Chloe’s Japanese sojourn is interspersed with flashbacks – dream sequences, rather – of her time with Peter in Iceland, including what seems like the entire cast of characters from “The Worst Person in the World” (Norwegian but close enough). They seem super different from the Japanese, though there doesn’t seem to be a point to this besides the fact that she has no language barrier with them – which is no more or no less profound and enlightening than Chloe’s rudimentary conversations with those E.S.L. beginners. There is next to no exposition on the Japanese characters, because they apparently exist solely as curios for gaijins’ amusement and edification.

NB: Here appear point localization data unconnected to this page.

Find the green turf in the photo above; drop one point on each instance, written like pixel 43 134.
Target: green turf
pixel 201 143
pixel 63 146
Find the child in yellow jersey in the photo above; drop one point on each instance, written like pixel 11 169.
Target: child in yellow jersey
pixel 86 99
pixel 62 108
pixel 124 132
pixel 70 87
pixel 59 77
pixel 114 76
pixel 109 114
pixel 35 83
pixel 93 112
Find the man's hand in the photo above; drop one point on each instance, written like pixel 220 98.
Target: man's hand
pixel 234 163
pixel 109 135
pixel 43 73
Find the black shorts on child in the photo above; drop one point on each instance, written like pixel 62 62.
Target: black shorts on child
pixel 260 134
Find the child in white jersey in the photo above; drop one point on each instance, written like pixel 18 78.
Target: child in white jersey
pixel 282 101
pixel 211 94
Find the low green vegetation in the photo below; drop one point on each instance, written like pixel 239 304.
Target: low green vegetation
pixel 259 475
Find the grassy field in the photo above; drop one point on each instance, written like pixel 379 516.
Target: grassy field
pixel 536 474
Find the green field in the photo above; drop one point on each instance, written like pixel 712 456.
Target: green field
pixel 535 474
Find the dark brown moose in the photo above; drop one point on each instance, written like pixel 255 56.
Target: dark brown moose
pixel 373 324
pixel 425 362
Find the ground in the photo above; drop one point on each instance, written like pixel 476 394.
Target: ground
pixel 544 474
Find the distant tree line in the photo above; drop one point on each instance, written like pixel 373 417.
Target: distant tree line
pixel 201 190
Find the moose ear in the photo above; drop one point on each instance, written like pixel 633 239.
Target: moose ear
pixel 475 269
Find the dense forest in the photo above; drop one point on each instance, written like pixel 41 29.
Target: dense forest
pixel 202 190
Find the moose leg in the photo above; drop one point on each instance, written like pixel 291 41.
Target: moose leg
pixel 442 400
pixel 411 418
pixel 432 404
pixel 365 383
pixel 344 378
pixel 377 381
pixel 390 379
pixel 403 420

In the also Japan-set “Drive My Car,” a troupe of multinational actors overcome their language barriers by communicating physically with intention and resolve. Chloe attempts no such thing. Is she feigning her smiles and nods out of politeness while she’s bored to death on the inside? Or is she entitled and expecting the Japanese speakers to accommodate her? Who knows, and who gives a fuck really?